Regular readers of this site know that I’ve been interested in using and contributing to Apache Spark for quite some time now, and I was running Spark’s test suite when I ran into the network trouble that motivated this post. If you’re also working on Spark, you might want to try an alternate image that has a prepopulated Ivy cache for Spark’s dependencies:2

docker run -i -t -v ${HOME}/devel:/devel willb/java-dev:centos7-spark

Running your initial Spark build and tests in a container with the centos7-spark image will be faster since the necessary artifacts are baked into the image. (If you don’t have the Ivy cache, you’ll need to download dependencies every time you run your first build in a container based on this image.) The easiest way to build such a cache for sbt projects is to have the Dockerfile clone the relevant source repository into a temporary directory and then run sbt update from that clone. Let me know if you build other images with prepopulated dependency caches!
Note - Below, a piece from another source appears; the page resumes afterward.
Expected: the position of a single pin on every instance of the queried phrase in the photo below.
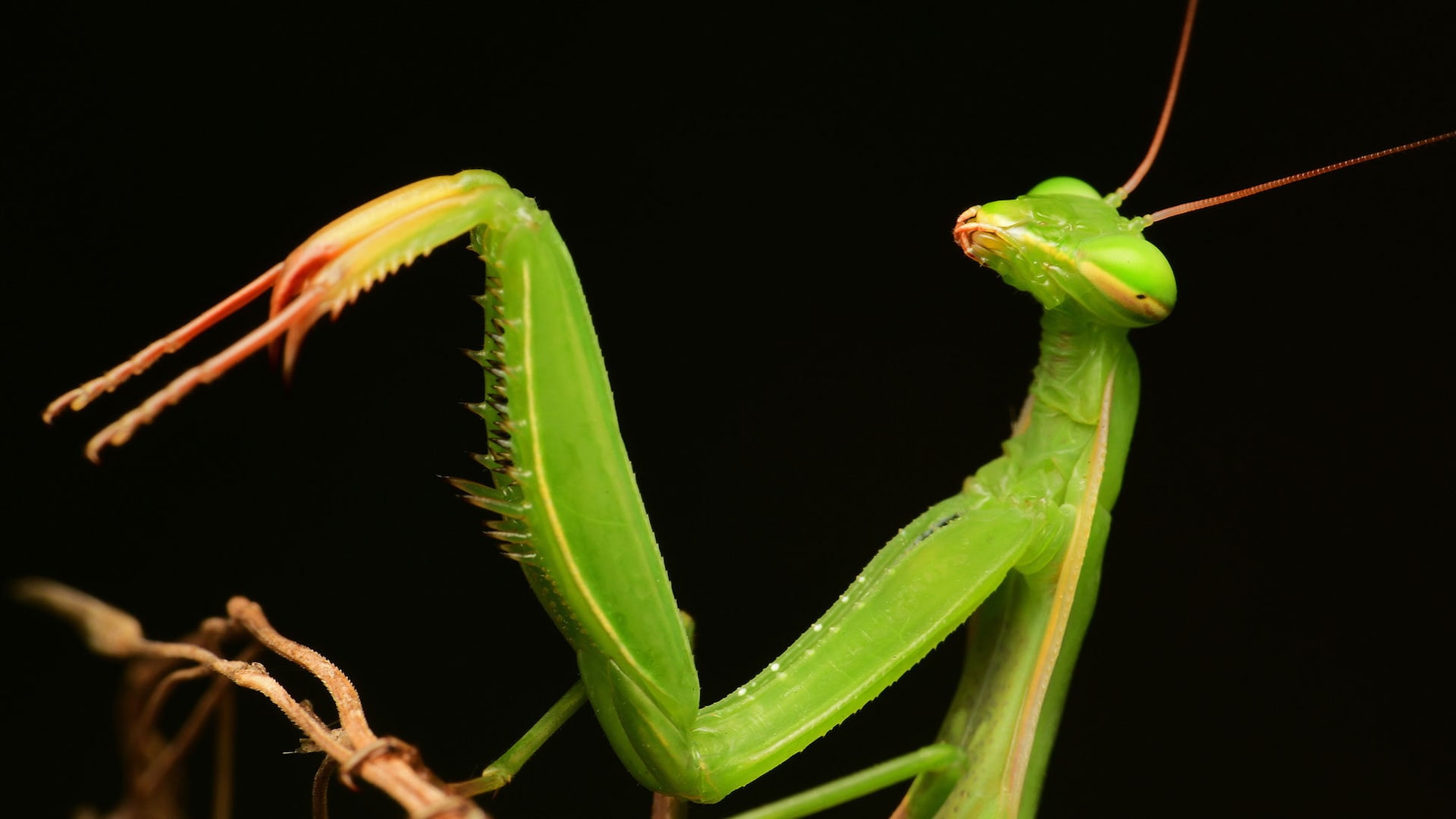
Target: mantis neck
(1046, 452)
  1. Java networking on Linux seems to have a lot of corner cases; StackOverflow and other question/answer sites are full of people who are frustrated that InetAddress.getLocalHost() returns the loopback address instead of a LAN IP, but I had the opposite problem.

  2. This image should include all of the necessary build and test dependencies for the Spark master branch as of when I last generated it; I will update it periodically but it may not necessarily contain everything necessary to build and test the current Spark master branch in the future.